Kurz-Info: Vorsokratik - Von Thales bis Heraklit

Mit den sogenannten Vorsokratikern (mit den Philosophen/Gelehrten vor Sokrates) beginnt die Geschichte der westlichen Philosophie. Die naturphilosophischen Elemente der Vorsokratik waren dabei zugleich eine wichtige Vorstufe zur Herausbildung der heutigen Naturwissenschaft. Gerade in ihren Anfängen war die Vorsokratik dabei aufs Engste mit der Herausbildung der griechischen Mathematik verwoben. Thales wie Pythagoras (und die Pythagoreer) sind eben nicht nur als Schlüsselfiguren der Vorsokratik bekannt, sondern nehmen zugleich einen wichtigen Platz in der Geschichte der griechischen Mathematik ein.

ThalesDie Vorsokratik beginnt mit Thales (ca. 625 – 547 v.Chr.). Er begründete in seiner Vaterstadt Milet die Tradition der ionischen Naturphilosophie.

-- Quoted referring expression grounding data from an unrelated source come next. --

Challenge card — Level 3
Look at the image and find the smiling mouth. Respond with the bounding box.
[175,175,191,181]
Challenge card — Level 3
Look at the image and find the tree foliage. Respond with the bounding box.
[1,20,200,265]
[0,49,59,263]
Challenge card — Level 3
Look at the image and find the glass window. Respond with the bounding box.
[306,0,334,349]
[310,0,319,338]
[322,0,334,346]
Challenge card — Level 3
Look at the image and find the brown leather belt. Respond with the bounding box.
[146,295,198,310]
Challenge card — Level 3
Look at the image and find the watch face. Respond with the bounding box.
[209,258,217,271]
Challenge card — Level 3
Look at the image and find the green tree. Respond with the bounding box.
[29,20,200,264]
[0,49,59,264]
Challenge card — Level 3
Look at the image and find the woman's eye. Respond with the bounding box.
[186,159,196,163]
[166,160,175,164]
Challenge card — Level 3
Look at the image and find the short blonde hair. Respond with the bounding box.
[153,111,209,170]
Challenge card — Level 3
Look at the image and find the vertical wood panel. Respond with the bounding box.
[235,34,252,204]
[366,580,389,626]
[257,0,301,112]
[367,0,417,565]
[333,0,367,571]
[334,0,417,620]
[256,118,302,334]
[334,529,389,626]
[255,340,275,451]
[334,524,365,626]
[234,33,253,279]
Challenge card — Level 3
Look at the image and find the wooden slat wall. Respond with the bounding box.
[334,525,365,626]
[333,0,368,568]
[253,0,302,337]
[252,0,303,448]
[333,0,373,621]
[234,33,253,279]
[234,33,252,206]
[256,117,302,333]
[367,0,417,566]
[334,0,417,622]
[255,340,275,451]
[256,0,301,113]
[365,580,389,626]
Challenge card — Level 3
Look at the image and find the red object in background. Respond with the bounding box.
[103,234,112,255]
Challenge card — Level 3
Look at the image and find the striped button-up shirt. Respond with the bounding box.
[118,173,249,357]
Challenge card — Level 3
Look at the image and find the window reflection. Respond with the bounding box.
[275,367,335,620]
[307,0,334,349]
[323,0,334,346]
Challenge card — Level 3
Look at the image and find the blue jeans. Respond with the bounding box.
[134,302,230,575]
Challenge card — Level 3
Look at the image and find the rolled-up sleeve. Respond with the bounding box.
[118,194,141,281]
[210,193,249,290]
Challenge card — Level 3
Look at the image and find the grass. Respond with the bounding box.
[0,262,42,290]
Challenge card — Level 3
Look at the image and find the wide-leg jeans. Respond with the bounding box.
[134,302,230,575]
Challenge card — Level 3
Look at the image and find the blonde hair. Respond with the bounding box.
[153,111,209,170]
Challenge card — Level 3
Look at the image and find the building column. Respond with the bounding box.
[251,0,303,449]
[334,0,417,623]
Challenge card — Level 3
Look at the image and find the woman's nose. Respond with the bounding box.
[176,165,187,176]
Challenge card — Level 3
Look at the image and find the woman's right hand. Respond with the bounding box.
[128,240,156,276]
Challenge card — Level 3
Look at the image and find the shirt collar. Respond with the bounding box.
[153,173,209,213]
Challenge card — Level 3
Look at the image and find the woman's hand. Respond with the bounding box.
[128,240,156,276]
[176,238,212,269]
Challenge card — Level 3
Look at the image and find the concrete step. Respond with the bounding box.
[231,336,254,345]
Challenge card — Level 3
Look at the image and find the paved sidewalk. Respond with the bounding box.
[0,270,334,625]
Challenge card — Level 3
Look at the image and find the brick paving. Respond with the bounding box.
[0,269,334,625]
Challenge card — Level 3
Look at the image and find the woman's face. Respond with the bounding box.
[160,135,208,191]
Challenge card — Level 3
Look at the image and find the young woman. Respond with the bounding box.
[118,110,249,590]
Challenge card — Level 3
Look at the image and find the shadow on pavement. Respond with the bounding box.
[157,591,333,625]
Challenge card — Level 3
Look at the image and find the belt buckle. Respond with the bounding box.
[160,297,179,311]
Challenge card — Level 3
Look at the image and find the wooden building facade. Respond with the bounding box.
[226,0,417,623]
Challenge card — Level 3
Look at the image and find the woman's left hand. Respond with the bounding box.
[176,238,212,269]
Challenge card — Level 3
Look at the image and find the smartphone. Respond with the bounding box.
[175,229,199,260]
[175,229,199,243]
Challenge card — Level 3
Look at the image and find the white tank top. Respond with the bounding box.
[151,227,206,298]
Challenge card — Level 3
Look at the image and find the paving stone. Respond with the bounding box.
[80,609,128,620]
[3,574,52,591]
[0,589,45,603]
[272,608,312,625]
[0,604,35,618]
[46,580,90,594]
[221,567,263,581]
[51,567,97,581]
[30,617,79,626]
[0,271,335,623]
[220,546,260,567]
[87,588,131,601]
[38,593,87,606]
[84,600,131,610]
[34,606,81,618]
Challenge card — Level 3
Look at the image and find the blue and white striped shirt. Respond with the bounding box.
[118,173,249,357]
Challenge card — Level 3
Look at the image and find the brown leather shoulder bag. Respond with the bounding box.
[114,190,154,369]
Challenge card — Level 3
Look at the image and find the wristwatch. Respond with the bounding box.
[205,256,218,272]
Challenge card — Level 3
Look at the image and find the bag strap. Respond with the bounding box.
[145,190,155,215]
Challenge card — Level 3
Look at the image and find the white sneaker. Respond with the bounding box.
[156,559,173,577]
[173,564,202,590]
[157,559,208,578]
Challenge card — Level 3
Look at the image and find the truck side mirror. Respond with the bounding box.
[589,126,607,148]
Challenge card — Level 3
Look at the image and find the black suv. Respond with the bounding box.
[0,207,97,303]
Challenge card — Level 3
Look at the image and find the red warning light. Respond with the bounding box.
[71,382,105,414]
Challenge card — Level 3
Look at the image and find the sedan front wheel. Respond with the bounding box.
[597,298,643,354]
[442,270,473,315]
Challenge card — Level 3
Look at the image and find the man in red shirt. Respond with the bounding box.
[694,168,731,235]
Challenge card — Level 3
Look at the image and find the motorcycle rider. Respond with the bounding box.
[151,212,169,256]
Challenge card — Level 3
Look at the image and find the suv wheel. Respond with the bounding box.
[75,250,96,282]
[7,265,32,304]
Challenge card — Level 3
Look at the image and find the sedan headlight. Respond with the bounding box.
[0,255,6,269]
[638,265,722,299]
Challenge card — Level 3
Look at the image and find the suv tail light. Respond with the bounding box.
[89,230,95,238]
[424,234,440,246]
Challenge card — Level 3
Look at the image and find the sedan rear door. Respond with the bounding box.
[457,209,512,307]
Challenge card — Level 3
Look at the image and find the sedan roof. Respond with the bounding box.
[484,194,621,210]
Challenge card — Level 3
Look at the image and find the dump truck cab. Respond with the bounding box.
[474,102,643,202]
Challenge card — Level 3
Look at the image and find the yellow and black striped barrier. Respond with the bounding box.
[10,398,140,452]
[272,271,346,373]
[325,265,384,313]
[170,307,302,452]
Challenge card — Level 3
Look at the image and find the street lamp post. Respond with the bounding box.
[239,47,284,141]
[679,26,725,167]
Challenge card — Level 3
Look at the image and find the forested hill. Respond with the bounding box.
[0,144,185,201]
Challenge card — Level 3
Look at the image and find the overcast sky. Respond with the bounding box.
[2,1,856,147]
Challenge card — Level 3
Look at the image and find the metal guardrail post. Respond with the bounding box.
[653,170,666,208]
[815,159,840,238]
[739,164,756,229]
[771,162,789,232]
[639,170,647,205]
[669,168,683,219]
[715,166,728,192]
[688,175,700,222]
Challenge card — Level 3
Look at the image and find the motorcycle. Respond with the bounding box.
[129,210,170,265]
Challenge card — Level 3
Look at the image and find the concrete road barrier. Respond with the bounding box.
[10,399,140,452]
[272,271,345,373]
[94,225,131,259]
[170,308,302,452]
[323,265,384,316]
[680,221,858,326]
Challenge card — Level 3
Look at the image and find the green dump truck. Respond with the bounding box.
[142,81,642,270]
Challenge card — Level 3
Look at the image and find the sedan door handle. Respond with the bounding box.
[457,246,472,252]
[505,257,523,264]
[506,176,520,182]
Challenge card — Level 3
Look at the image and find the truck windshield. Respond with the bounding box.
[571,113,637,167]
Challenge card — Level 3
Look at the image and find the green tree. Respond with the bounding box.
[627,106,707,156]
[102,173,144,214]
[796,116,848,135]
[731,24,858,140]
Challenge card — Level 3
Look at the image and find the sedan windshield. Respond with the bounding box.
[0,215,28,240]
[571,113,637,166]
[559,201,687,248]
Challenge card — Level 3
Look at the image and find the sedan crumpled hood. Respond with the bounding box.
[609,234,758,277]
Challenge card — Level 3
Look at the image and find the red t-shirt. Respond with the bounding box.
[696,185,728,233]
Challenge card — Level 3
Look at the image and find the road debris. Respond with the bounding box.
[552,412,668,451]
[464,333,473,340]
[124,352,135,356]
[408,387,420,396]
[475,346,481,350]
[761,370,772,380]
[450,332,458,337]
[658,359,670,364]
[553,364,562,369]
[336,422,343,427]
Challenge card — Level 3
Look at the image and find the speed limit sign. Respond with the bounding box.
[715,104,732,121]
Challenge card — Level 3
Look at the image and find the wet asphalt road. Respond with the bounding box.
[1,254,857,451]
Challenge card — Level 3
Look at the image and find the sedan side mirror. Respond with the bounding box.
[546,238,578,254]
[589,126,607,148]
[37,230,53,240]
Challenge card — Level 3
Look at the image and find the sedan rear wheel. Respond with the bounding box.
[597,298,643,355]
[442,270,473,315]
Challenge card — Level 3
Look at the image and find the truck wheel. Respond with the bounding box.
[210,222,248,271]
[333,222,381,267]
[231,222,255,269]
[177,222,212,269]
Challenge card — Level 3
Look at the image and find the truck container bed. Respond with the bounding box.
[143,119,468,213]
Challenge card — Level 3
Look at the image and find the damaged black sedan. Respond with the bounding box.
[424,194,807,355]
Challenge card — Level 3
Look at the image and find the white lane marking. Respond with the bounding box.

Neben Thales waren vor allem Anaximandros (ca. 610 – 546 v.Chr.) und Anaximenes (ca. 585 – 526 v.Chr.) wichtige Vertreter der frühen ionischen Naturphilosophie. Da alle drei in Milet wirkten, spricht man auch von der Schule von Milet oder der milesischen Naturphilosophie.

Die milesische Naturphilosophie versucht sich an einem Verständnis der Welt abseits der bekannten religiös-mythologischen Traditionen. Bei allen Irrtümern, die den frühen ionischen Naturphilosophen unterlaufen, zeichnen sie sich durch ein sensationelles Merkmal aus: Sie wollen die Welt mit den Mitteln des Verstandes begreifen und verzichten zugunsten eines Mehr an Rationalität auf den Rückgriff auf religiös-mythologische Deutungsmuster.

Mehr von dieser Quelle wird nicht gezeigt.